Miles Palmer burst into the room, his face an oven of fury.  He glared at his brother, then at me, then at poor Olympia who was still writhing and whimpering on the floor, with a wrath that was almost divine in its intensity.  My worst nightmare had come true.  I felt queasy, desperately out of breath.

Bartolli stood up in alarm.  “Do you realize what you’re doing?  They’re under hypnosis.  You can’t just—”

“Get out of here!” Palmer commanded.

“Hunter—”

“I’ll take care of Hunter.  You get your daughter out of here!”

Olympia had stopped writhing but she gave no sign of life or understanding.  It was as if she had really broken into a dozen pieces that were scattered on the floor.  Bartolli tried to revive her and raise her to standing position, but she was far too heavy for him to handle.

“Dr.
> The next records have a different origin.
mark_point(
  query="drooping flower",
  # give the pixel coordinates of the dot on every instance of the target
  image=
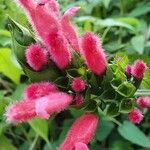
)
(128, 70)
(78, 84)
(49, 29)
(135, 116)
(93, 53)
(81, 146)
(82, 131)
(20, 111)
(53, 103)
(69, 29)
(38, 90)
(36, 57)
(138, 69)
(78, 100)
(143, 101)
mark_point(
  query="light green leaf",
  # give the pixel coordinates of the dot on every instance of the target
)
(8, 67)
(40, 126)
(138, 43)
(132, 133)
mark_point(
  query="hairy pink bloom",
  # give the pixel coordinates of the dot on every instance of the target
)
(128, 69)
(36, 57)
(81, 146)
(82, 130)
(49, 29)
(20, 111)
(69, 29)
(143, 101)
(78, 84)
(53, 103)
(93, 53)
(138, 69)
(79, 100)
(38, 90)
(135, 116)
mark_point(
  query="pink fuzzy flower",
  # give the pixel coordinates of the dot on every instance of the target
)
(20, 111)
(82, 130)
(79, 100)
(78, 84)
(135, 116)
(93, 53)
(69, 29)
(53, 103)
(138, 69)
(143, 101)
(38, 90)
(81, 146)
(128, 70)
(36, 57)
(49, 29)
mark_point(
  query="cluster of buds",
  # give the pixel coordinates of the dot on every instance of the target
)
(54, 60)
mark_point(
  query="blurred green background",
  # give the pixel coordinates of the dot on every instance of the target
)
(124, 27)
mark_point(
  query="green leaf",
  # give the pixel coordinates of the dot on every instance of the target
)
(104, 129)
(8, 67)
(132, 133)
(5, 144)
(138, 43)
(40, 126)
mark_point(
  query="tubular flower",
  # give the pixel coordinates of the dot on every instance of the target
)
(82, 131)
(69, 29)
(143, 101)
(55, 102)
(138, 69)
(135, 116)
(128, 70)
(78, 84)
(81, 146)
(49, 30)
(38, 90)
(36, 57)
(93, 53)
(20, 111)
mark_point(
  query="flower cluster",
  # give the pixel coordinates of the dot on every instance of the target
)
(70, 72)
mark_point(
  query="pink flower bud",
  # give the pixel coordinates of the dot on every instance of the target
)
(20, 111)
(128, 70)
(49, 29)
(135, 116)
(138, 69)
(81, 146)
(143, 101)
(82, 130)
(93, 53)
(69, 29)
(36, 57)
(78, 84)
(38, 90)
(79, 100)
(53, 103)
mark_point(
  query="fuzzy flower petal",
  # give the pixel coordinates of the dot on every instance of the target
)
(138, 69)
(38, 90)
(81, 146)
(78, 84)
(53, 103)
(143, 101)
(36, 57)
(69, 29)
(93, 53)
(20, 111)
(82, 131)
(135, 116)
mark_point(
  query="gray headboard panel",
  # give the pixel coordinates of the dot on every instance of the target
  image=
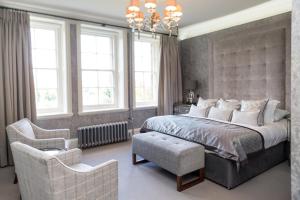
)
(251, 65)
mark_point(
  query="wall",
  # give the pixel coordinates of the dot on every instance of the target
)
(139, 116)
(295, 165)
(199, 56)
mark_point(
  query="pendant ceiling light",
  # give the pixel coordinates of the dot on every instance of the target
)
(151, 20)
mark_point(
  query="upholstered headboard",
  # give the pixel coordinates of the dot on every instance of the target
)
(251, 65)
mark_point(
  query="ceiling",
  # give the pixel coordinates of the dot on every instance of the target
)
(195, 11)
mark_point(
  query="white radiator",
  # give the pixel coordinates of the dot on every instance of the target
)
(101, 134)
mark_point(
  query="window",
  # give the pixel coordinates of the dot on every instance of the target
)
(49, 66)
(146, 70)
(100, 69)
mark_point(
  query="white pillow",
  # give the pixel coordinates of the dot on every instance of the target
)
(219, 114)
(229, 105)
(196, 111)
(206, 103)
(280, 114)
(270, 111)
(253, 106)
(249, 118)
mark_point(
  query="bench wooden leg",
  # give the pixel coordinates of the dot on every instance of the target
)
(135, 162)
(16, 179)
(183, 186)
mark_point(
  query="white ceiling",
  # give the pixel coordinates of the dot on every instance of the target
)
(113, 11)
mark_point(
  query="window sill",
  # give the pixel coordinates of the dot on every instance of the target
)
(54, 116)
(145, 108)
(110, 110)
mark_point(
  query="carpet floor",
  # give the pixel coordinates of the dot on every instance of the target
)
(149, 182)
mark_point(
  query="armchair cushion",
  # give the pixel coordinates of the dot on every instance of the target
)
(42, 176)
(24, 126)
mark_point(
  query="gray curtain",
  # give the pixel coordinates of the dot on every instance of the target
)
(170, 82)
(17, 98)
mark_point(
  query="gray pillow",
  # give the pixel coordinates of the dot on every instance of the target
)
(219, 114)
(206, 103)
(229, 104)
(270, 111)
(280, 114)
(256, 105)
(196, 111)
(249, 118)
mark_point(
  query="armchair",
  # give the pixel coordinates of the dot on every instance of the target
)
(62, 177)
(30, 134)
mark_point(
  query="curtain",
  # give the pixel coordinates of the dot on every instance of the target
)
(170, 83)
(17, 98)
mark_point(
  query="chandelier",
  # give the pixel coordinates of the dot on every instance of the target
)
(151, 20)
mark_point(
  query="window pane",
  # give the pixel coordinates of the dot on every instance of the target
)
(106, 61)
(139, 79)
(89, 61)
(139, 94)
(43, 39)
(106, 96)
(45, 79)
(97, 55)
(89, 79)
(146, 66)
(88, 44)
(90, 96)
(104, 45)
(106, 79)
(48, 66)
(44, 58)
(47, 98)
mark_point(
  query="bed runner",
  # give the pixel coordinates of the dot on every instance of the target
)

Hoffmann!”  Dr. Palmer pointed at me.  “Help him get her out of here!”

I stumbled to my feet, and while Bartolli and I struggled to lift Olympia into a standing position and walk her out the door, Dr. Palmer stepped over to Hunter, who had sat quietly through this volcanic eruption as if nothing had happened.  He crouched down beside Hunter, one knee on the floor, and wrapped an arm around his shoulder, murmuring to him in the kind of soft, reassuring voice you would use to comfort a child. 

“Hunter,” he said gently.  “Are you all right?”